Quel est le risque de voir apparaître un variant qui résiste aux vaccins, de sorte que nous devions nous aussi recommencer tout le processus ?

À court terme, ce risque est réduit. Pour déjouer les vaccins, il faut un variant radicalement différente du virus actuel. À plus long terme, sur une période de cinq à dix ans, c'est possible. C'est ce qui s'est passé avec la grippe espagnole. D'autre part, nous pouvons adapter les vaccins aux nouveaux variants. Il faut espérer que le cadre juridique sera suffisamment souple pour permettre une mise sur le marché rapide des vaccins modifiés. Nous risquons de perdre la bataille contre le covid car nous prenons beaucoup de temps pour tester les vaccins de manière approfondie. En même temps, l'approbation du marché tarde à venir et le savoir-faire pour sa production n'est pas suffisamment partagé dans le monde. En période de pandémie, cela ne me semble pas la stratégie la plus opportune.

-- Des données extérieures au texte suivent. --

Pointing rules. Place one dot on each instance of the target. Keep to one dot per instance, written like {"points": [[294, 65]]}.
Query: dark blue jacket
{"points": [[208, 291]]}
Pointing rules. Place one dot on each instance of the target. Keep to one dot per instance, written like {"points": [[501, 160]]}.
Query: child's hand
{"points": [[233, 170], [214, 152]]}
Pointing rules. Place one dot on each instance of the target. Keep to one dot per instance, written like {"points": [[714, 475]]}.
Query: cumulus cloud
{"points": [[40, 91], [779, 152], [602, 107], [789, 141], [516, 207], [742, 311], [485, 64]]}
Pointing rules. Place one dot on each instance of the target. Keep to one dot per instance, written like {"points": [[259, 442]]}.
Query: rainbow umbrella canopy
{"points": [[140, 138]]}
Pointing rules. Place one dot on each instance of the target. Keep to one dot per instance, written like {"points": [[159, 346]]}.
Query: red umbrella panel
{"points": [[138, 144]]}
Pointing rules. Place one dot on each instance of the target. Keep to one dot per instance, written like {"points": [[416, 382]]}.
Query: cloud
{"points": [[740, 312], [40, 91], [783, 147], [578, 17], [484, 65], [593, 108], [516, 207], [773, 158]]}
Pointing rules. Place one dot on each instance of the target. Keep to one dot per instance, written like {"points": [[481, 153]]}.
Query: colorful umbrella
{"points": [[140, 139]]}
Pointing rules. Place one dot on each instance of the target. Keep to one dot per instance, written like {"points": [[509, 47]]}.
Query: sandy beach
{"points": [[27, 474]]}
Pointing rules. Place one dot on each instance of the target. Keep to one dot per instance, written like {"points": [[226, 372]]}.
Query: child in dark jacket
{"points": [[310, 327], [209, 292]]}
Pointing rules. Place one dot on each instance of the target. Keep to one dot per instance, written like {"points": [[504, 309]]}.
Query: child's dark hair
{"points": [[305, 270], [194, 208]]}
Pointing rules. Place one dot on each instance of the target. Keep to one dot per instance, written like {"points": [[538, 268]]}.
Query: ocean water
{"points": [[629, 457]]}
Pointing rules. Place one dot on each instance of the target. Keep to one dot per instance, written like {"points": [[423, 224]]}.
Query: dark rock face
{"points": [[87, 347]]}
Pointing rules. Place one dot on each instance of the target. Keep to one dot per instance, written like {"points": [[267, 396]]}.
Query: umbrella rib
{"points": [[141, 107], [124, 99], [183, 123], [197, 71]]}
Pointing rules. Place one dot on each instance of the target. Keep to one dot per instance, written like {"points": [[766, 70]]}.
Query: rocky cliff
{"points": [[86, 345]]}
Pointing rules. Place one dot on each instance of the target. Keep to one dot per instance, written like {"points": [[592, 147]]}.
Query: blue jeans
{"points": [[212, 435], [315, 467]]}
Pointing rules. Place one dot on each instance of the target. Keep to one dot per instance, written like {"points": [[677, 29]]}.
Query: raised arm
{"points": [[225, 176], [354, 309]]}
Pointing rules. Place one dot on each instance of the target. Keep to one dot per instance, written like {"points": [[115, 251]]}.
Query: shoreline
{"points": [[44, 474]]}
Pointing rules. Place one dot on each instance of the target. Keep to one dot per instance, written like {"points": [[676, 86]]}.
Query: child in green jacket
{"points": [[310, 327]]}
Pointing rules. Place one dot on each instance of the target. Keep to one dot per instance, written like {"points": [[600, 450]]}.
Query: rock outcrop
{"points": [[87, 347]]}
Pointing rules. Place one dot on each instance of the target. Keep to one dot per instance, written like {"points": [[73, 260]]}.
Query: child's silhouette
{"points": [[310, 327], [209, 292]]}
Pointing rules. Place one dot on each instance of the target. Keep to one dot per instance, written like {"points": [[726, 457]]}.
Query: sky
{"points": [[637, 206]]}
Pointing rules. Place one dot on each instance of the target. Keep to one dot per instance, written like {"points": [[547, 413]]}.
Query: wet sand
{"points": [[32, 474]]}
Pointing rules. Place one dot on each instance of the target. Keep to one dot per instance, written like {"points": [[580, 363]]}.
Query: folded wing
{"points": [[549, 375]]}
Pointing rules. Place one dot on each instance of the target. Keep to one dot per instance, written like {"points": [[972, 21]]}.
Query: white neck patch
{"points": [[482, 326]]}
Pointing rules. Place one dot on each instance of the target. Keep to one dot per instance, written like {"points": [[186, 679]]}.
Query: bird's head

Il faut également garder à l'esprit que chaque nouveau variant est non seulement plus contagieux, mais semble aussi devenir légèrement plus pathogène. Le temps est donc compté. Mais au final, nous pouvons gagner cette course. Cependant, l'inégalité d'accès aux vaccins entre les pays riches et les pays pauvres reste délicate. Malheureusement, cette inégalité conduira à de nombreuses tragédies humanitaires. En outre, les pays où l'épidémie n'est pas rapidement maîtrisée resteront un terrain propice à l'apparition de nouveaux variants. Il est donc dans l'intérêt de tous les pays du monde de vacciner l'ensemble de la population le plus rapidement possible. Mais mon espoir que les vaccins arrivent encore à temps dans la plupart des pays en développement est faible. Dans ces pays, l'immunité naturelle permettra de maîtriser l'épidémie, au prix d'un coût humain élevé. L'immunité induite par un contact antérieur avec le virus ou une vaccination peut tôt ou tard rendre la pathologie du virus similaire à celle d'un rhume. Cependant, cette étape finale n'est pas encore pour demain.